Во храме… где-то высоко в горах священник исповеди вел.
Весь день в тот храм паломники из разных стран ходили, разных дол.
И вот уж солнце на закате, паломников толпа стихает,
Последних мольб, молитв, признаний тихонько шепот пропадает.
Священник сед, уж кари очи…
Днем люду помогая с причащеньем,
Глаза к иконе поднимая, в молитвах сам он дни и ночи.
На службе он стоит с главой покрыт,
Внимая молча, опустив глаза, словам и мыслям приходящих…
Но при свету свечей горящих
Заметен лик его в морщинах, о жизни прошлой говорящих.
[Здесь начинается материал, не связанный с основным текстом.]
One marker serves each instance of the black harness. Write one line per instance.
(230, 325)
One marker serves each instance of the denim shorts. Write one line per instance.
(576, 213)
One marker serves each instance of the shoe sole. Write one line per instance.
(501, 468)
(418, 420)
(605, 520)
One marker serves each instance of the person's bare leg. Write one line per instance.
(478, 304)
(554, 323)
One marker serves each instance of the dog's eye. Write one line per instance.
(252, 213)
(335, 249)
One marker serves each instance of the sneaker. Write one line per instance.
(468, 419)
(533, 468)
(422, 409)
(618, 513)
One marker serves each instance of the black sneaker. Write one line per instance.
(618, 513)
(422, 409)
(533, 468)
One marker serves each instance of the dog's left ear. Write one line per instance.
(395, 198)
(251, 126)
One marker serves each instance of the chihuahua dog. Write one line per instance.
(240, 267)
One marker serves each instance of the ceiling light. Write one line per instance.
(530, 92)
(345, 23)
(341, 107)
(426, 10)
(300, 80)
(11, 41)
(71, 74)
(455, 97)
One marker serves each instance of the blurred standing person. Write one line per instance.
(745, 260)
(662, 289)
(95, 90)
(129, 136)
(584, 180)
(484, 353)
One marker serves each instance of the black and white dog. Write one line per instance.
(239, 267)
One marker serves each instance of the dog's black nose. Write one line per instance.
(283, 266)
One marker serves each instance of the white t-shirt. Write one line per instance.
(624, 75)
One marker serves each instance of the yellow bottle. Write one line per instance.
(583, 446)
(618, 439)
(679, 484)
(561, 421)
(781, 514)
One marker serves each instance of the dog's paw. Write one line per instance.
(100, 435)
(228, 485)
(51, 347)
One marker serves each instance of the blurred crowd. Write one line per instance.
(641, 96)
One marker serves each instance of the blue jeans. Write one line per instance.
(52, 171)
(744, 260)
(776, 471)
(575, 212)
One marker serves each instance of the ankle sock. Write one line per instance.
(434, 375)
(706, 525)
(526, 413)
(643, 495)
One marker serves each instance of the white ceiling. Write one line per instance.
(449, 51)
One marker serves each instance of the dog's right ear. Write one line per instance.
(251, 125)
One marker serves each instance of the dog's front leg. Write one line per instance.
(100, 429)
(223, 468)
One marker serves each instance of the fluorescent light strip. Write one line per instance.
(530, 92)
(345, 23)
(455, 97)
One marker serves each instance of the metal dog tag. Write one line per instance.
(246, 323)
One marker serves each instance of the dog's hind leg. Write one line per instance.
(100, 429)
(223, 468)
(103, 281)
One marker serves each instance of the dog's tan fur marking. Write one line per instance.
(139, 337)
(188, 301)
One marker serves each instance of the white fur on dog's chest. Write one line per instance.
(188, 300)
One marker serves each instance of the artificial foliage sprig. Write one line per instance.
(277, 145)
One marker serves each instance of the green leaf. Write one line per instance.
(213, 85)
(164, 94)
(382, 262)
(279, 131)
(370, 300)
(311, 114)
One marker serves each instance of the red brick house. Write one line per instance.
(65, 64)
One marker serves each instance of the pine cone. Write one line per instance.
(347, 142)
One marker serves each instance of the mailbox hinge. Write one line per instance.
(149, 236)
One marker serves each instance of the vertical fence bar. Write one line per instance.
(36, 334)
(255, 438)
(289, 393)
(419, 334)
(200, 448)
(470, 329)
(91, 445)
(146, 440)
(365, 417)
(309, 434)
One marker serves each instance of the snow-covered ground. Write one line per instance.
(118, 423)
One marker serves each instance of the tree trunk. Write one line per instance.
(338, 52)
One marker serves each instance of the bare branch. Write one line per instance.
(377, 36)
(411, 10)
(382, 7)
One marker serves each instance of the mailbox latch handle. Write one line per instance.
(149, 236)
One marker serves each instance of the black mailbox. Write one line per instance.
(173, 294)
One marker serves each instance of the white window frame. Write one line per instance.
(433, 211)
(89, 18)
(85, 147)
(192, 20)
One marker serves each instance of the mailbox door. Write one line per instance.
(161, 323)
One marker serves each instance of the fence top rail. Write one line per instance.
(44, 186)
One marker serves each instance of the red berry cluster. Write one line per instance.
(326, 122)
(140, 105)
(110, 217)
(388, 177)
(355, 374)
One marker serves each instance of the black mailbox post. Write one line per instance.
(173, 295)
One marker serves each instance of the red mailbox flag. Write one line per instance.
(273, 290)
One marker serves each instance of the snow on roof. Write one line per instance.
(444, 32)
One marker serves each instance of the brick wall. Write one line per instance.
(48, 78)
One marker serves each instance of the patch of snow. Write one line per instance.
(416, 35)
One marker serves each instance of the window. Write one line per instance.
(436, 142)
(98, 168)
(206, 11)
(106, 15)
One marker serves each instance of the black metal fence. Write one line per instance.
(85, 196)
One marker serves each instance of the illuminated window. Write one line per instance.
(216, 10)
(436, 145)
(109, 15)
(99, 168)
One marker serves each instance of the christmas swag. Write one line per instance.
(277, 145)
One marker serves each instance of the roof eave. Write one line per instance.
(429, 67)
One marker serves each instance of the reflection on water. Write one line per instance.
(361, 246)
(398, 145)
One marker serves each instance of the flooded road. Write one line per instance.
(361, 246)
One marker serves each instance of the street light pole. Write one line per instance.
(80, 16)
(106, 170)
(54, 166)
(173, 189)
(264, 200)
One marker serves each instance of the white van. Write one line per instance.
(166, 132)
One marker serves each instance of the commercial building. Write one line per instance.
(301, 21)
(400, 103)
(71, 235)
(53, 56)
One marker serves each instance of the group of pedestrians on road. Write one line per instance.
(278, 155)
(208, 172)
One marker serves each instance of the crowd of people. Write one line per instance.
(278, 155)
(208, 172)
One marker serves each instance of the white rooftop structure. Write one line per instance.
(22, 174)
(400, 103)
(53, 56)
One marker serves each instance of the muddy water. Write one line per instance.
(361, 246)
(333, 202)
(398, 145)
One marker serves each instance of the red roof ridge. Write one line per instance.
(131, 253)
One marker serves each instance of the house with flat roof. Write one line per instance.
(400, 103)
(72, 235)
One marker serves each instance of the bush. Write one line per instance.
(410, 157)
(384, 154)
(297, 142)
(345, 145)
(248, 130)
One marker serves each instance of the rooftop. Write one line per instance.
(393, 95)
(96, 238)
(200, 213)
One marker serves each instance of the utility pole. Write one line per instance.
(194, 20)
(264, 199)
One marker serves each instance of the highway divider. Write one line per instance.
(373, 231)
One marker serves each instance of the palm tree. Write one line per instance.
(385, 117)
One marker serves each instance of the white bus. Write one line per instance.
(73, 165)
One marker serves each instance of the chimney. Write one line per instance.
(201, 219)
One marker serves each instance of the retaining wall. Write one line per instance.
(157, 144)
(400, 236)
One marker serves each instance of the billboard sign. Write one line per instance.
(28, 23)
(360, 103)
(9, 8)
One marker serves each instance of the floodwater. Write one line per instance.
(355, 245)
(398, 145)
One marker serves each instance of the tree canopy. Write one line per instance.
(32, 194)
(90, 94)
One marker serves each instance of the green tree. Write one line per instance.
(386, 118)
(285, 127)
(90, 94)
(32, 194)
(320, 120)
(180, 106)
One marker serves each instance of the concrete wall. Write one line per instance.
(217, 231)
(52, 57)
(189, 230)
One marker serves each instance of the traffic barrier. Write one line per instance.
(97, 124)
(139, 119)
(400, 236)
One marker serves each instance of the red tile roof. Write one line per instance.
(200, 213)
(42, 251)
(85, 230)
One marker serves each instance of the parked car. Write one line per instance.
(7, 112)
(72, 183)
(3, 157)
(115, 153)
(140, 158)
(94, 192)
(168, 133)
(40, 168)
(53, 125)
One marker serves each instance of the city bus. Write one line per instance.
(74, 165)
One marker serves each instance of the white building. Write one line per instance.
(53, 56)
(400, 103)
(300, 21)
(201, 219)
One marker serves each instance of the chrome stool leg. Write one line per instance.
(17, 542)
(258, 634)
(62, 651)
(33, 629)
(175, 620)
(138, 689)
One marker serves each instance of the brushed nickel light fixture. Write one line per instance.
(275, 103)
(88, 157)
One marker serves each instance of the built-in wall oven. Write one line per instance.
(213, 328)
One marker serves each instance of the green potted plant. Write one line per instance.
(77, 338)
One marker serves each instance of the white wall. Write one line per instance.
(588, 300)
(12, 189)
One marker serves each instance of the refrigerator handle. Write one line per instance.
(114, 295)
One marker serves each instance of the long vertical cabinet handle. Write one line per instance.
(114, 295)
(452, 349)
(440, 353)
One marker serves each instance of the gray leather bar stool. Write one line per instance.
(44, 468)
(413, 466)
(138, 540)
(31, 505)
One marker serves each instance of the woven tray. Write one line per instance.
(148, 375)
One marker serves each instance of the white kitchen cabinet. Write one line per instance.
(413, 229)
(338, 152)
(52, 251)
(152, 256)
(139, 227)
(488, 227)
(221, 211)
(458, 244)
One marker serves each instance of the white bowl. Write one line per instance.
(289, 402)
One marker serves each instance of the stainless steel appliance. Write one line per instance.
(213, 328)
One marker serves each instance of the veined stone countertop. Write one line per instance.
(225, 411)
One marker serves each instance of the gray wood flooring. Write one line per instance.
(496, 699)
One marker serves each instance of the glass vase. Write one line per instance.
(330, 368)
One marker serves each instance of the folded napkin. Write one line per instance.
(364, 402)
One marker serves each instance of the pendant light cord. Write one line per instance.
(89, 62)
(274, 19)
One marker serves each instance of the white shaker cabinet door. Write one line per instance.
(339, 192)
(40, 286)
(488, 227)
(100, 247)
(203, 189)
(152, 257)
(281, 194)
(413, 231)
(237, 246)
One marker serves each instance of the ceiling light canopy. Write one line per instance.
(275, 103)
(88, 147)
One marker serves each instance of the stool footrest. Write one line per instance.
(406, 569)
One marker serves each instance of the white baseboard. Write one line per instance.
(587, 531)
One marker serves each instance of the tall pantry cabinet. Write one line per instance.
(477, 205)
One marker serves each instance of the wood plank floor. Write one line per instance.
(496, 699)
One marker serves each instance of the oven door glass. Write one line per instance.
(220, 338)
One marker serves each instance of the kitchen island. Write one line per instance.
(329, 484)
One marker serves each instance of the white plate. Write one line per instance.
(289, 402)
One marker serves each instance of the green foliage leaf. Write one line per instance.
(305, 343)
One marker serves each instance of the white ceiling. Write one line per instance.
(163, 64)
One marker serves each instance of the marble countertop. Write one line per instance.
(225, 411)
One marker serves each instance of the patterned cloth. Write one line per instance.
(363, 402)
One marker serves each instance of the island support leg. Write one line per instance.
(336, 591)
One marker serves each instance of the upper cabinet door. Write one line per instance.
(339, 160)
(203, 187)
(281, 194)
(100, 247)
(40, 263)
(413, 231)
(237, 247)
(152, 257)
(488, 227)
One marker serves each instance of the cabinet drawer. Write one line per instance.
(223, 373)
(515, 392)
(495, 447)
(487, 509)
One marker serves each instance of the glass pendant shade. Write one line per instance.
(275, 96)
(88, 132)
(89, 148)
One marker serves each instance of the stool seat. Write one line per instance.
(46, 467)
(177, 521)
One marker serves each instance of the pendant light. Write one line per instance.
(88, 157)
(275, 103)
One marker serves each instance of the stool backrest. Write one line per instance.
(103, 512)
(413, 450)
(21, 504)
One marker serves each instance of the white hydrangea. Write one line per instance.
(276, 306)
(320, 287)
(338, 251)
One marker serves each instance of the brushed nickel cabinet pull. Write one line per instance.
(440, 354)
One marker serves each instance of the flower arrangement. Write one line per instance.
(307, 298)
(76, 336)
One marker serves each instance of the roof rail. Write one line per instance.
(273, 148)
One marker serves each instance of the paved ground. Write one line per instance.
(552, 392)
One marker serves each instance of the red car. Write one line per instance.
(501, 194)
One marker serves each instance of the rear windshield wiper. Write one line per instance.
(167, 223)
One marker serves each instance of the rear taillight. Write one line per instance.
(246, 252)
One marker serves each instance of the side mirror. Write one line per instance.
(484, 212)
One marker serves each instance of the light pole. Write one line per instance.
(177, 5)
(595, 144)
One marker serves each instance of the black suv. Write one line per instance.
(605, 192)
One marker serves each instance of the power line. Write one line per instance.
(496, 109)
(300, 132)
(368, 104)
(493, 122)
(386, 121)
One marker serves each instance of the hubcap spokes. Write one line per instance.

В лице его отражены картины давно уж стертых с памяти мгновений,
Страданий, радости, тоски и разочарований…
Давно забытых впечатлений…
О том, что был однажды он женат, в мучениях любимая его погибла,
Когда-то встретившись однажды с ней,
Решил, что счастию не будет их конца… теперь все стихло.
Он помнил день тот, как вчерашний, как познакомился он с ней,
Как взгляд ее, его манящий,
Красот земли превосходящий, казался всех ему милей…
Он помнил, как когда-то в парке они стояли у беседки,
Разговорилися друг с другом,
Как птицы две, сидящи в клетке…
О чем тогда они делились, как мыслей было много-много,
И с силою с какой влюбились друг в друга, крепко и глубоко.
Как сын родился у него и дочка через два часа…
Как в тот момент от горя, счастья надвое разрывалася душа…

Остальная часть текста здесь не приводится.